A device for placing sheets on a stack is known from U.S. Pat. No. 5,518,230. There, on a rotating drivable sheet stack disk, which has two slits as sheet holders, arranged diametrically opposite one another, a sensor of a stack level sensor is coordinated with the rotating position of the sheet stack disk, mechanically controlled by an eccentric plate, in order to lift the sensor from the stack, automatically and mechanically controlled, for the release of stack, so as to place the next sheet on the stack. The sheet conveyor, known from the cited prior art, has two slits, diametrically opposed to one another, to accept the front edges of the sheets, so that already, the sheet conveyor is ready, in principle, once more, to take up the next sheet, while it places a preceding sheet.

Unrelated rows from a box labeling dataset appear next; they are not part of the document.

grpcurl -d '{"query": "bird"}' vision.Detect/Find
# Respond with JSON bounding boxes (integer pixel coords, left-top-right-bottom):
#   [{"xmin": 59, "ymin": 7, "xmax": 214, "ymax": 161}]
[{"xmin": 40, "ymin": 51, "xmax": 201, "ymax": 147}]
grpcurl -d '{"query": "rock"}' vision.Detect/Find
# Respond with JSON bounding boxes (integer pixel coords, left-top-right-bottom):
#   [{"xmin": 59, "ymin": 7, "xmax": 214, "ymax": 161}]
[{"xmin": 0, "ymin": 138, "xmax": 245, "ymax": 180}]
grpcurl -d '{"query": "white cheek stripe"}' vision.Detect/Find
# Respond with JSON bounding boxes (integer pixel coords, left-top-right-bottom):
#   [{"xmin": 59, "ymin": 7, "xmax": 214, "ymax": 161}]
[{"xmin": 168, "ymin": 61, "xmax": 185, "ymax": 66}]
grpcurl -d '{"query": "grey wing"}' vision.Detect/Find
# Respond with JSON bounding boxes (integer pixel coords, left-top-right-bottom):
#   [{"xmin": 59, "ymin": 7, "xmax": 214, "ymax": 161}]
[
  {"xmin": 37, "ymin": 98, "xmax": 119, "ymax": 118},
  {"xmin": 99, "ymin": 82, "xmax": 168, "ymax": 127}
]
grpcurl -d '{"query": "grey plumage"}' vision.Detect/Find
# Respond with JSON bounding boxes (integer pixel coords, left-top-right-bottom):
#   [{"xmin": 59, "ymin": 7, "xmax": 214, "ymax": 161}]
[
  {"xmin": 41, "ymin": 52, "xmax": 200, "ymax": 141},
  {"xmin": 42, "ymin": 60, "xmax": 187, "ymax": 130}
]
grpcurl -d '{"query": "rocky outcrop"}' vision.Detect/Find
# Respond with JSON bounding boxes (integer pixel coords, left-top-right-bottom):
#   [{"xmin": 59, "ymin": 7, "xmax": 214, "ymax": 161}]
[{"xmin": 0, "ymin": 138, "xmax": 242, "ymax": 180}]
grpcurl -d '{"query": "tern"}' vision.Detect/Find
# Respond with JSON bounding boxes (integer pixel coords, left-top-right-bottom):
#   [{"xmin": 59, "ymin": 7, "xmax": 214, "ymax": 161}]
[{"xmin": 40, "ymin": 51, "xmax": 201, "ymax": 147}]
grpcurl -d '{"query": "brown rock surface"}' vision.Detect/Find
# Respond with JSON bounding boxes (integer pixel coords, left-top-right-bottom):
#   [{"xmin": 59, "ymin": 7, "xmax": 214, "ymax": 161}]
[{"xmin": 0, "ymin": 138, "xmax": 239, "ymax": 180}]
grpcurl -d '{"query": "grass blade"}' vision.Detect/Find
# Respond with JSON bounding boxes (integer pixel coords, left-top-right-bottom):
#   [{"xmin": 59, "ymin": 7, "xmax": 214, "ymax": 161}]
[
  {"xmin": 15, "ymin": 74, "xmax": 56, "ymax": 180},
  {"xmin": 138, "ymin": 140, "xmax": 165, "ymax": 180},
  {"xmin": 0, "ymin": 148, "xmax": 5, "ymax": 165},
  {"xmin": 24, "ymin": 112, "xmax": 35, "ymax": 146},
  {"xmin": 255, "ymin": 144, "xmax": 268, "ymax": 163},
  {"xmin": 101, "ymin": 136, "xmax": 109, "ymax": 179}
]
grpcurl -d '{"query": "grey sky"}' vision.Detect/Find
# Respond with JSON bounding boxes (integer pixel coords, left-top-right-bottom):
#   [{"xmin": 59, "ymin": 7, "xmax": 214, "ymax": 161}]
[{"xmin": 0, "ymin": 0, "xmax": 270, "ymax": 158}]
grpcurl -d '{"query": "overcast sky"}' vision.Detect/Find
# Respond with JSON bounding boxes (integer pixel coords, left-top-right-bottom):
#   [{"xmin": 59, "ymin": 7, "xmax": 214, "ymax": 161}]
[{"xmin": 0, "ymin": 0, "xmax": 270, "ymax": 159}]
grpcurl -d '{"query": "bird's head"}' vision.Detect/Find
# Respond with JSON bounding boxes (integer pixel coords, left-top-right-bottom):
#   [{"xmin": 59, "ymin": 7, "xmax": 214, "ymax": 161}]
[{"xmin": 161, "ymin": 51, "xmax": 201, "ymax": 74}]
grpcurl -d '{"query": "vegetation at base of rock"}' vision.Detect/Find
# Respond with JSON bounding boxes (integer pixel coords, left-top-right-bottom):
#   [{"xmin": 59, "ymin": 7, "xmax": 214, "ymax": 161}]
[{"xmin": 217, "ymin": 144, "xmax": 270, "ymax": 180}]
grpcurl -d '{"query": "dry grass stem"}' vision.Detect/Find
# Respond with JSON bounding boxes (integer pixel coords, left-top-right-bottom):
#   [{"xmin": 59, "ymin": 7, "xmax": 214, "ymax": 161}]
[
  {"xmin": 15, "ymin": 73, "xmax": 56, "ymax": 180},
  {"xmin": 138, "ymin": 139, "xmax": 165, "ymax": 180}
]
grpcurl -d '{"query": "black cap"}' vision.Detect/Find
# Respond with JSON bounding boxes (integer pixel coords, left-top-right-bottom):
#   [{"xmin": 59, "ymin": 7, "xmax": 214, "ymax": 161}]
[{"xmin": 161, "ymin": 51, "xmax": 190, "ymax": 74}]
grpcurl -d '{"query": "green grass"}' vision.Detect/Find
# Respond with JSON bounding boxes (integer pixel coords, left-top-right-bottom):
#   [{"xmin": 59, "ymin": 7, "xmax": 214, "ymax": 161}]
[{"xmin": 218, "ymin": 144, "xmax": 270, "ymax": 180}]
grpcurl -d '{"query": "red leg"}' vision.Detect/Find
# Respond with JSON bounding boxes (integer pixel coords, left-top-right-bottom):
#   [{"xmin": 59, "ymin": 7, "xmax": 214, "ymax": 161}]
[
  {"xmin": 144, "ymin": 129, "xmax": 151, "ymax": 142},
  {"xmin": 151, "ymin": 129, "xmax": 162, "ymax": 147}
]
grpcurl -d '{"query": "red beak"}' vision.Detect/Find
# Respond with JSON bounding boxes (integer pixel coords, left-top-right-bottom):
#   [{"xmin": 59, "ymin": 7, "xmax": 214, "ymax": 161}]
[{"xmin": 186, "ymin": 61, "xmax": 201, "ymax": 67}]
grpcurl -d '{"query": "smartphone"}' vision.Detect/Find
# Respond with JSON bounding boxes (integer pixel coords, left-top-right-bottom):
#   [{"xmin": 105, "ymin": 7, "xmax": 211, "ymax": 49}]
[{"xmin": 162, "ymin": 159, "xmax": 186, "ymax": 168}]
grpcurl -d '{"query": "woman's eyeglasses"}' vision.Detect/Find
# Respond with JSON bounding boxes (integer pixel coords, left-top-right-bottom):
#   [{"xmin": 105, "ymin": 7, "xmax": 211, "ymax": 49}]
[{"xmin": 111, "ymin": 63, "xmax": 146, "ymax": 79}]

In reality, this applies, however, only if the sheets to be taken over have a suitable format. A sheet is namely passed on to the conveyor, preferably by transport rollers on the end of a transport path for stock. A good placement of the sheet is attained, in particular, if the transport rollers release the back edge of the sheet just as the front edge of the sheet reaches a stop on a release site, because then the sheet is pliantly placed on a sheet stack. This means that the sheet should have a length with which it wraps around the sheet conveyor by just approximately half, that is, corresponding to approximately half the circumference of the jacket surface of the sheet conveyor. This is, by no means, always the case, however. Longer or shorter formats are also transported. Anyway, heavier and stiffer stock, for example, cannot be bent very much, free of damage, so that as a precaution with respect to such stock, the radius of the sheet conveyor is selected larger, rather, than would be suitable perhaps for the length of the sheet format. On the other hand, however, a uniform flow of sheets, if possible, should be transported for the utilization of the device, in which there will not arise an excessively large gap between successive sheets. However, successive sheets should not overlap either.
Thus, it may be that the free slit, which should carry out the next takeover, could be ready either too early or too late, depending on the situation. In view of the described situation, this problem would not be solved either by equipping the sheet conveyor with a larger number of slits (or with otherwise jaw-like holders).